Here is an explicit recent statement of the WCJPR by a prominent scholar of the web (Thelwall 2013, p. 77):
“[W]eb pages/sites attracting many hyperlinks tend to be more important and popular than those attracting fewer. This is exploited by Google’s hyperlinkbased algorithm PageRank that helps Google to return highly linked sites at the top of its results.”
We do not claim that the Google founders can be unambiguously tied to the WCJPR thesis. Some things they write definitely point in this direction. Other quotes suggest that they think of importance as something purely webinternal, i.e., as a measure of a specific type of popularity (with webmasters), and that this is the end of the story. Typically, passages can be read in both ways. Yet, there is huge difference between claiming that PageRank only tracks popularity (Why should we care?) and claiming that it (also) tracks something “out there,” something that we really value, such as truth, authority, relevance, or quality. Hence, regardless of the interpretational issues, we think that the WCJPR thesis is a highly interesting one in its own right and that it has by far not been given the attention it deserves, which is why it is the focus of the present article.
Curiously, even though WCJPR has arguably been in circulation for some 20 years, until recently, there existed no rigorous attempt to actually formulate and prove it.
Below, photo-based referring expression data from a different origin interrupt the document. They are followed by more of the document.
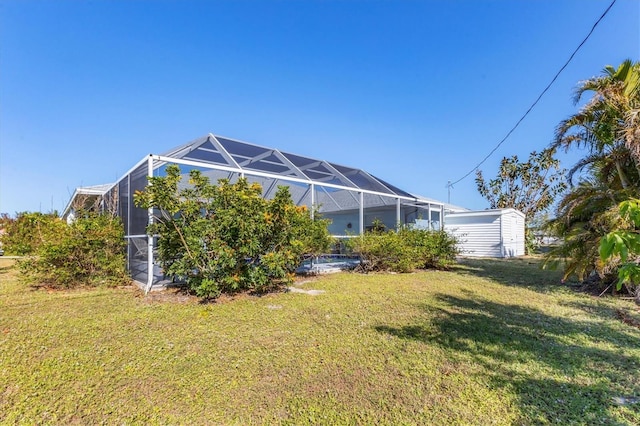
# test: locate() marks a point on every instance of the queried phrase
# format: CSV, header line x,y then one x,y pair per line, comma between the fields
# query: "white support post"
x,y
361,226
149,237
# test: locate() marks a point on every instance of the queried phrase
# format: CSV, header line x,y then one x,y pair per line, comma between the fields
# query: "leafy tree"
x,y
530,186
227,237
The first (and only) attempt that we know of is that of Masterton et al. (2016). Before we look at the MOA model, we will show that the popular preferential attachment model due to Barabási and Albert’s (1999) model (henceforth, the BarabásiAlbert (BA) model) of the web is unsuitable as a framework within which WCJPR could be even rigorously formulated, much less proven. One reason why we take up BA for consideration in this context is because it is arguably the most influential theory of linking to date. The reason why the BA model fails also turns out to be instructive for the purpose of acquiring a deeper understanding of what WCJPR involves. Finally, we will, in the end, suggest that a fully satisfactory WCJPR needs to incorporate BA as a part of a more accurate linking model.
3 The BA Model and Attraction to Popularity
The influential preferential attachment model of the linking process is motivated as follows according to Albert and Barabási (2002, p. 73):
“[M]ost real networks exhibit preferential connectivity. For example, a newly created webpage will more likely include links to well known, popular documents with already high connectivity. This example indicates that the probability with which a new vertex connects to the existing vertices is not uniform, but there is a higher probability to be linked to a vertex that already has a large number of connections.”
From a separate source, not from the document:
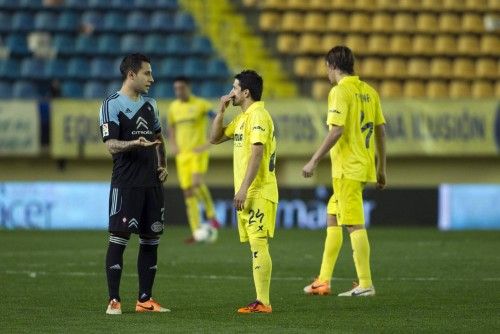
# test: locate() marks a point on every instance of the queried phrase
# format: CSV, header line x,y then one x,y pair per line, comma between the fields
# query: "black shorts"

To avoid dividing by zero, and to get the ball rolling, the BA model usually assumes a small random starter graph and then “grows” this graph by consecutively adding vertices and their links.^{2}
Albert and Barabási (2002) went on to show that a network generated in accordance with their model organizes itself into a scalefree stationary state with a power law InDegree distribution not too dissimilar from the WWW. Let us expand on the meaning of this significant result.
Consider first the InDegree distribution of the WWW. Graphs are useful mathematical constructs for modeling how things are related to each other, with the things represented as vertices on the graph and the relations represented as edges. When we are only concerned about how a few, say less than 30, things are related to each other, one can simply draw graphs to appreciate their topology. But when the number of things and relations is large, and some graphical representations can be very large indeed, we face the problem of how to come to grips with the topology of objects that are unimaginably large and complex. The primary way of dealing with this problem is to define graph statistics. One can find many of these in the literature but some principle ones are clustering coefficient, the shortest path length distribution, and degree distribution.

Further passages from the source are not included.